Prendre de la hauteur avec les frères Larrieu
Les frères Larrieu nous font goûter à nouveau au charme d’une comédie complètement expérimentale autour de la question du désir avec leur nouveau film Le Voyage aux Pyrénées. Alexandre Dard et Aurore Lalu, un couple de comédiens célèbres, décident de passer quelques jours incognito à la montagne pour soigner les crises de nymphomanie aiguës de Madame. Elle est persuadée qu’une rencontre avec l’ours du coin va la soigner. Le film est une suite de situations burlesques, qui atteignent leur paroxysme lors de l’inversion des voix des protagonistes. Scène mémorable, qui ramène le cinéma à son aspect expérimental, et qui fait rire la salle aux larmes ! Sabine Azéma et Jean-Pierre Daroussin sont si bien assortis que l’on a l’impression de retrouver un vieux couple de cinéma. Il ne faut pas se fier à l’affiche du film, cette comédie va très loin, et pose, comme dans Peindre ou faire l’amour, la question sur « la reconquête du désir chez un vieux couple ».
Le film explore tous les chemins de montagne qui mènent au sexe. C’est cru, c’est loufoque, c’est drôle.

« Le Voyage aux Pyrénées » des frères Larrieu

Et les autres !
Deux merveilleux films sont aussi a mentionnés parmi tant d’autres. Le premier est La Vie moderne, réalisé par Raymond Depardon. Il filme la vie de paysans dans différentes régions de France. La mémorable première scène, un long plan-séquence en cinémascope, accompagné de la musique de Gabriel Fauré, nous introduit dans ce qui va être un très grand film, composé de rencontres fortes entre Depardon et ses personnages. Le dispositif est simple, et le résultat majestueux.

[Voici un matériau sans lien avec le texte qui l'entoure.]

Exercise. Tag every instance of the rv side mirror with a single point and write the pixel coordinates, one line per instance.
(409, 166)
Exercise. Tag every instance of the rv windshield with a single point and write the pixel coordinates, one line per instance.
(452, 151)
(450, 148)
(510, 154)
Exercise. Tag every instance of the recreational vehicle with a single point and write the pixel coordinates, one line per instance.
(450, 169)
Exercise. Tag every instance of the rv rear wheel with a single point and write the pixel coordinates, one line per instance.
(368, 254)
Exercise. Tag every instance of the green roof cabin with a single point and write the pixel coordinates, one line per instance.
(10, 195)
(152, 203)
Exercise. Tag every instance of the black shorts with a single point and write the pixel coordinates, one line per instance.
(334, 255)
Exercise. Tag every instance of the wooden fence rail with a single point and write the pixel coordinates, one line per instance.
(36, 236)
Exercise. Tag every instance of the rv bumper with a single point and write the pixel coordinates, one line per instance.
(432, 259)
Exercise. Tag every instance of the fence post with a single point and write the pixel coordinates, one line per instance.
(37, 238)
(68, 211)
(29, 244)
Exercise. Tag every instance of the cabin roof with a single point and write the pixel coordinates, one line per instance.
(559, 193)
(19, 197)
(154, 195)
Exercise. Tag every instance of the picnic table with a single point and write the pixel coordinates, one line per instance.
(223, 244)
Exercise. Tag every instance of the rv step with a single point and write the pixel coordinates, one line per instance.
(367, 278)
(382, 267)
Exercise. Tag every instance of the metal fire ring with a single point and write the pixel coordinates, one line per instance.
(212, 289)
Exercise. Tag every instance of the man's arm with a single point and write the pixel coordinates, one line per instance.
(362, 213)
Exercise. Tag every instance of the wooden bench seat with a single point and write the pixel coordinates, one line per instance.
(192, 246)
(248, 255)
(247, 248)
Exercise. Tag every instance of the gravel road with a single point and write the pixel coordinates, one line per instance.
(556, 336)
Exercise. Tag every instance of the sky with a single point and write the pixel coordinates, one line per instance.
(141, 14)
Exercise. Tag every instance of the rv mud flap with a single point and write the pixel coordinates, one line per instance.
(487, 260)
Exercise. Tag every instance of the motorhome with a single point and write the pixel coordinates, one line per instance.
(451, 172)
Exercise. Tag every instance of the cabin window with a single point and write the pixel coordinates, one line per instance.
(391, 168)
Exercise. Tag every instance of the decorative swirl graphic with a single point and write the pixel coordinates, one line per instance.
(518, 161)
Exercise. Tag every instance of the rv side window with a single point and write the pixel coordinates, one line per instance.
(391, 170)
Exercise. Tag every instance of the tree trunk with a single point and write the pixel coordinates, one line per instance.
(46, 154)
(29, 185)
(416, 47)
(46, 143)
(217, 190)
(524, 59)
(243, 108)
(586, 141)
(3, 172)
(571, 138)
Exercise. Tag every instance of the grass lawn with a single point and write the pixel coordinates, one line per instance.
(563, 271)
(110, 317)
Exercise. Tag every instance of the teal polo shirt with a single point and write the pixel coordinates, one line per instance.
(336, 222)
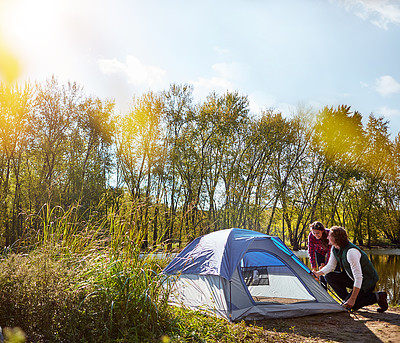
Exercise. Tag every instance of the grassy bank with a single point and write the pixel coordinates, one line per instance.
(89, 283)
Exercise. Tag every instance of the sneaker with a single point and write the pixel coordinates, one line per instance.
(382, 302)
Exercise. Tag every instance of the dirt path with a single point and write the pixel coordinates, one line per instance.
(365, 325)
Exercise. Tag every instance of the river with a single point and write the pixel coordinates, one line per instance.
(386, 263)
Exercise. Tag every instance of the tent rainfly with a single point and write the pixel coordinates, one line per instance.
(242, 274)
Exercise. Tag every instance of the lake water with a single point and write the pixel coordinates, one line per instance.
(386, 263)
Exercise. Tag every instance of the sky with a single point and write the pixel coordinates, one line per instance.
(282, 54)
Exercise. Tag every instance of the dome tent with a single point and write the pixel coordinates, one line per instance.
(242, 274)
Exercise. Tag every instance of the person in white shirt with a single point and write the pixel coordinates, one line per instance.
(356, 273)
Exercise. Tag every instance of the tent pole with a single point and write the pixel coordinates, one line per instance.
(230, 300)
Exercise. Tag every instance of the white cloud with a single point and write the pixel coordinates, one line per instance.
(386, 85)
(380, 12)
(225, 75)
(389, 112)
(137, 73)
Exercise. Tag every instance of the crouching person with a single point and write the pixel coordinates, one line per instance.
(356, 273)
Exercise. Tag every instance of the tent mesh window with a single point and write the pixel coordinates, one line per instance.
(255, 276)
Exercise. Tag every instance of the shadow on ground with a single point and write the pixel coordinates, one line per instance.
(365, 325)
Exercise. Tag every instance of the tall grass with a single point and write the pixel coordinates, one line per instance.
(86, 280)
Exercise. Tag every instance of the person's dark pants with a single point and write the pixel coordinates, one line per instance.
(340, 281)
(321, 259)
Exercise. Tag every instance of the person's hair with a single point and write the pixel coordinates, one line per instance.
(320, 227)
(340, 236)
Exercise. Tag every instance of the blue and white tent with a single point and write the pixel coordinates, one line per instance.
(242, 274)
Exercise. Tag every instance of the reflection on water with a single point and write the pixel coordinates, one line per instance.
(386, 263)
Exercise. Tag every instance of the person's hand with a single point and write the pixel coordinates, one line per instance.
(316, 274)
(349, 303)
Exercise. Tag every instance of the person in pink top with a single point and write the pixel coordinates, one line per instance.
(318, 248)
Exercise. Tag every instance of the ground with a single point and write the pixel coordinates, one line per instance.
(365, 325)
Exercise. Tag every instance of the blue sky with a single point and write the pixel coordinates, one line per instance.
(282, 54)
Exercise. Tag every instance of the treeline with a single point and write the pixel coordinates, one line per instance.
(175, 169)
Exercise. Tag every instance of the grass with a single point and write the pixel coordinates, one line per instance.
(86, 281)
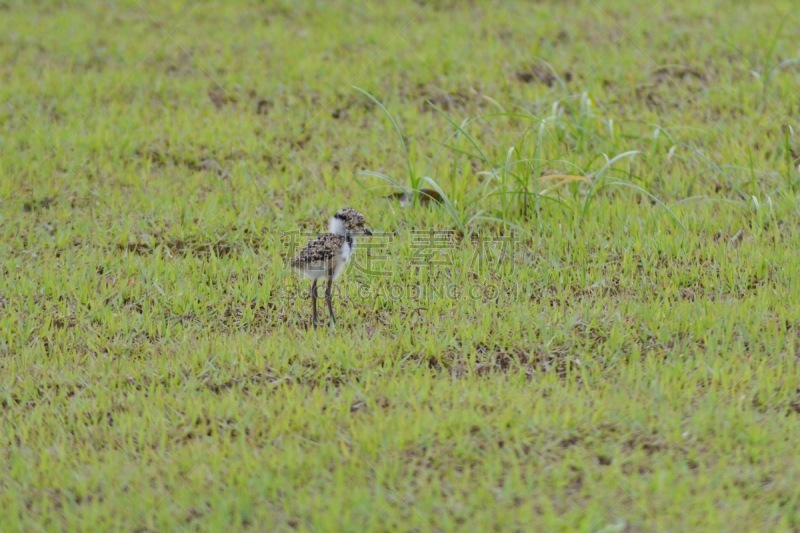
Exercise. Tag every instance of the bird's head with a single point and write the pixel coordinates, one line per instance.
(348, 222)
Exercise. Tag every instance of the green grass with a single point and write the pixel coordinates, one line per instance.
(630, 363)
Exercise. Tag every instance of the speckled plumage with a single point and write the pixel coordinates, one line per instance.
(325, 256)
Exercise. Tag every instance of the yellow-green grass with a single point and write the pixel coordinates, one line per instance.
(630, 363)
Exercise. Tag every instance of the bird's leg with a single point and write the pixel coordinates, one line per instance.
(328, 297)
(314, 301)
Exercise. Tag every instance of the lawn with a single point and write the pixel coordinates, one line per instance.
(597, 328)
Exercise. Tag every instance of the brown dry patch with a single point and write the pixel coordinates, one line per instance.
(541, 74)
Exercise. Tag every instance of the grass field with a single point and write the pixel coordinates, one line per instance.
(615, 349)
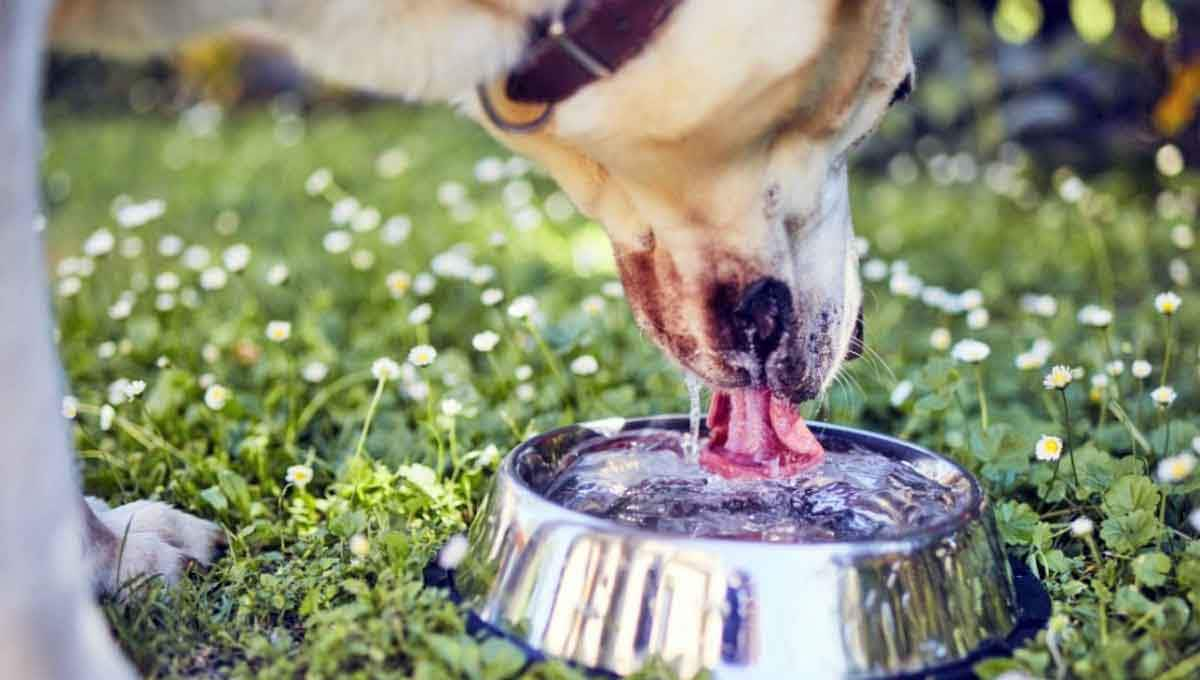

« La vie moderne » de Raymond Depardon.
Sélection Officielle - Un certain regard

Le deuxième film à mentionner est Lonely tunes in Teheran, réalisé par Saman Salour, un jeune metteur en scène iranien. Deux personnages, Berhouz (Berouz Jalili) et Hamid (Hamid Habibifar), mis au ban de la société iranienne – l’un dit être un rescapé de guerre, l’autre est handicapé physique –, déambulent dans la ville, à la recherche de travail. Ils installent des antennes sur les toits qui permettent d’accéder à la télévision câblée (interdite…). Ces deux personnages sont extrêmement attachants, et le réalisateur, qui navigue avec talent entre la fable sentimentalisme, le road movie clandestin et le documentaire politique, nous emmène dans les recoins les plus pauvres de Téhéran, avec de l’humour et un amour certain pour ses personnages.

« Les Bureaux de Dieu » de Claire Simon, avec Michel Boujenah
© Shellac

Nous aurons l’occasion de parler d’autres très bons films, tels que The Argentine de Steven Soderbergh, pour lequel Benicio Del Toro a reçu le prix d’interprétation, Waltz with Bashir, un documentaire d’animation réalisé par l’israélien Ari Folman, ou encore Les bureaux de Dieu, de la Française Claire Simon, lors de leur sortie sur nos écrans.